Husic and Quigley (1990) reported that treatment with a saline solution can break the ionic bond between eCA and the cell wall. We examined the efficiency of different salt concentrations with the aim of separating eCA from the cell wall and, therefore, reducing noise and backscattering during fluorometric detection, which has been observed by Matthew (1999). We extracted eCA from C. reinhardtii and Chlamydomonas sp. using 0.2 M, 1.0 M, and 2.5 M of NaCl in 0.1 M phosphate buffer (pH 7.4). Figure 6 shows the relationship between eCA concentrations and the molar concentrations of NaCl used for extraction. Our observations suggest that eCA extracted from both Chlamydomonas species increased with the salt content of the extraction medium. When the cells were treated with 0.2 M NaCl, only 10–39% of the eCA was extracted from both freshwater and marine cells during the first step of extraction. The extracted concentrations of eCA increased as the NaCl concentration increased and reached a maximum with 2.5 M NaCl. Further extraction steps with 2.5 M NaCl did not result in an increase in the eCA concentration, which indicated that the extraction was complete with a single treatment. Overall, treatment with the extraction medium containing 2.5 M NaCl showed satisfactory extraction efficiency with a single step, as shown in Fig. 6.

Figure 6.

Figure 6

Efficiency of eCA extraction from cells using different NaCl concentrations.

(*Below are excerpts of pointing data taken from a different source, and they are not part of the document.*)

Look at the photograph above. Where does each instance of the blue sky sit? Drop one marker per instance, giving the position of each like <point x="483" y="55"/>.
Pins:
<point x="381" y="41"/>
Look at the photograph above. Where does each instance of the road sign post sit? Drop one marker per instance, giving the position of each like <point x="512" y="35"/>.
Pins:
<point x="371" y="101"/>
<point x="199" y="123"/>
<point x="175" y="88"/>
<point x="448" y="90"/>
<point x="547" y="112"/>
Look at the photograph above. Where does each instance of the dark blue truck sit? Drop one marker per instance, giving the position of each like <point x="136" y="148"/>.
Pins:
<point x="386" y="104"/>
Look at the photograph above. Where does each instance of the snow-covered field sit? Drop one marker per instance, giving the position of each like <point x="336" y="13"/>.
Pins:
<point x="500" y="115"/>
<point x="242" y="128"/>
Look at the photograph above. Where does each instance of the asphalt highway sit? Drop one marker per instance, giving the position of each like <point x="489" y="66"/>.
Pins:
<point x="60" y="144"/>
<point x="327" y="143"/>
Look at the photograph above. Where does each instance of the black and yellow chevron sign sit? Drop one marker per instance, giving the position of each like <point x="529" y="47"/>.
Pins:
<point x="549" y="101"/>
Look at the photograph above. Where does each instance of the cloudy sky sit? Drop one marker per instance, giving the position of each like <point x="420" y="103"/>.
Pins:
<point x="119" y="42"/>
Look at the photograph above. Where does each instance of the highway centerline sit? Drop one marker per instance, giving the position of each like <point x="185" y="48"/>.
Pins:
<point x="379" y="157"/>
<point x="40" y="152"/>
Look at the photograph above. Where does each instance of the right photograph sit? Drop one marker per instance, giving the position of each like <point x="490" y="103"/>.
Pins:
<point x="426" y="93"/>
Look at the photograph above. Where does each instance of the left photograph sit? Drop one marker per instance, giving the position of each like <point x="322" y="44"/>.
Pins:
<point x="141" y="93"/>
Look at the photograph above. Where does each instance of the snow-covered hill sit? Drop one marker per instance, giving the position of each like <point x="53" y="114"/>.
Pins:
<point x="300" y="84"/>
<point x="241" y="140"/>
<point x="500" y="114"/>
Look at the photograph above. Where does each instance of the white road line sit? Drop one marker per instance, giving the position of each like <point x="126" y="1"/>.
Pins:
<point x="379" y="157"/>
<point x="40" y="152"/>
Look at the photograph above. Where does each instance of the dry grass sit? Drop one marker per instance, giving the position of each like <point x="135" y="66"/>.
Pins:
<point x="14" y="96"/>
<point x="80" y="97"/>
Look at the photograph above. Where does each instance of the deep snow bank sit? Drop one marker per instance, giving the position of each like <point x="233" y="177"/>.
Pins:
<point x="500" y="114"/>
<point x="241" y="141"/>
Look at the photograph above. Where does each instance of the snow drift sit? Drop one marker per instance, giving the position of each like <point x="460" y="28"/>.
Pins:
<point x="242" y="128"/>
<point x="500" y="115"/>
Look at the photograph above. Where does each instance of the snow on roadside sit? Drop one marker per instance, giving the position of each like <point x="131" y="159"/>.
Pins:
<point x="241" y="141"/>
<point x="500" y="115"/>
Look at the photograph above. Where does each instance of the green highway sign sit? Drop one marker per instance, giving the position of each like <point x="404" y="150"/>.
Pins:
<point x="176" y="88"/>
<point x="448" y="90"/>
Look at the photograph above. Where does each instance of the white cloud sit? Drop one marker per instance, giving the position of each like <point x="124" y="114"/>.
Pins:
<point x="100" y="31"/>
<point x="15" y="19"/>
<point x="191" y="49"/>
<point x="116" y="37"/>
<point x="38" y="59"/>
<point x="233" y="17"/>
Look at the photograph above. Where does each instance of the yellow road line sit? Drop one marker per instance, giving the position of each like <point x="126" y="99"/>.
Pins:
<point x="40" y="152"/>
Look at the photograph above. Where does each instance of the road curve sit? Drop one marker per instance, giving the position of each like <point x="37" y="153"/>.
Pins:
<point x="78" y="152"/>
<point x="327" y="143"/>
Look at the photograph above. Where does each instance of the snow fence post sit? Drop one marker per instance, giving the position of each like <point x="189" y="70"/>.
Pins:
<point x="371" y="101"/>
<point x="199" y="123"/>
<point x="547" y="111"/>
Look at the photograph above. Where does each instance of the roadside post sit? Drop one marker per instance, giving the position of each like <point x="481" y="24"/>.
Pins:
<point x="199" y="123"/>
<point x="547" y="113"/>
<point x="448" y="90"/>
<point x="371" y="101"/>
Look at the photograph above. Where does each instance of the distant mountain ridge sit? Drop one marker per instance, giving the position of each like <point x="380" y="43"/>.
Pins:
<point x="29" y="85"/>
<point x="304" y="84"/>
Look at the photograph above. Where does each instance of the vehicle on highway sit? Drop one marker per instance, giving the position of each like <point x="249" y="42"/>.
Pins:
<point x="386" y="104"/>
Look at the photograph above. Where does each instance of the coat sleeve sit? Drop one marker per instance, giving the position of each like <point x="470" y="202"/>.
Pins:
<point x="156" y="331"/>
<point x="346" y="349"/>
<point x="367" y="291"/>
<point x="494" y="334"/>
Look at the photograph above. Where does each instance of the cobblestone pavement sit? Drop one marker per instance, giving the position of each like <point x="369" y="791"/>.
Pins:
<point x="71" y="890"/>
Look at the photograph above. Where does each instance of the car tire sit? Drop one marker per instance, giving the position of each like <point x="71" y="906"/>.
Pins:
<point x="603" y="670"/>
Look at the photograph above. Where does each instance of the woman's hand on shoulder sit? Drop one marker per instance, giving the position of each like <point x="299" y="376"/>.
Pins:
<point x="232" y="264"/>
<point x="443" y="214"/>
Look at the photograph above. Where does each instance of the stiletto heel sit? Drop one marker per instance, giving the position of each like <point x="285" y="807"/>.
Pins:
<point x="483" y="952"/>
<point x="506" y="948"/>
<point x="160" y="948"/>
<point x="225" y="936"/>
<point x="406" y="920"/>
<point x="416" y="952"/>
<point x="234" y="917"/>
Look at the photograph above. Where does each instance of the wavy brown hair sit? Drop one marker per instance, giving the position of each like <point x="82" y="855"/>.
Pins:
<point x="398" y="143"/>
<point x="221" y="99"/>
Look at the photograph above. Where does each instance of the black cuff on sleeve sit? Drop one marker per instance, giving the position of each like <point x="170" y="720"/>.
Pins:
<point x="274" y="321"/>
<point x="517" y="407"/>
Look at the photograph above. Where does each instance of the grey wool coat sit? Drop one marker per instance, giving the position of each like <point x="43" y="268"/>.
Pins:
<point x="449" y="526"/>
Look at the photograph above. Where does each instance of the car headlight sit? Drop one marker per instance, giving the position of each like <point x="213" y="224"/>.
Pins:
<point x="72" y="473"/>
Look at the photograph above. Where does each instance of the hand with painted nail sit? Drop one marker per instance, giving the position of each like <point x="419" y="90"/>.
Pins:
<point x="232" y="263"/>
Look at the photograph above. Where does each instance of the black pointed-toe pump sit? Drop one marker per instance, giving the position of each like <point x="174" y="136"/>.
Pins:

Interference by free chlorine ions

Li and Ci (1995) reported that a 1200‐fold molar excess of NaCl has no effect on the fluorescence intensity of the DNSA‐CA complex. However, we used high concentrations of NaCl, with a 250 × 106 fold molar excess, during our extraction process, which led to interference by free Cl. In order to minimize the interference, five series of dilutions with phosphate buffer were tested before fluorometric measurement (Fig. 7). First, a standard solution was diluted 1 : 20 with phosphate buffer; this dramatically enhanced the fluorescence intensity by up to 61%. A similar trend was observed with C. reinhardtii extracts. Thus, higher dilution factors do not increase the fluorescence intensity. Our observation shows that a dilution factor of 1 : 20 reduces interference by Cl and keeps the detection limit at a level suitable for the quantification of eCA in natural seawater.

Figure 7.

Figure 7

Dilution factors to reduce interference by free Cl.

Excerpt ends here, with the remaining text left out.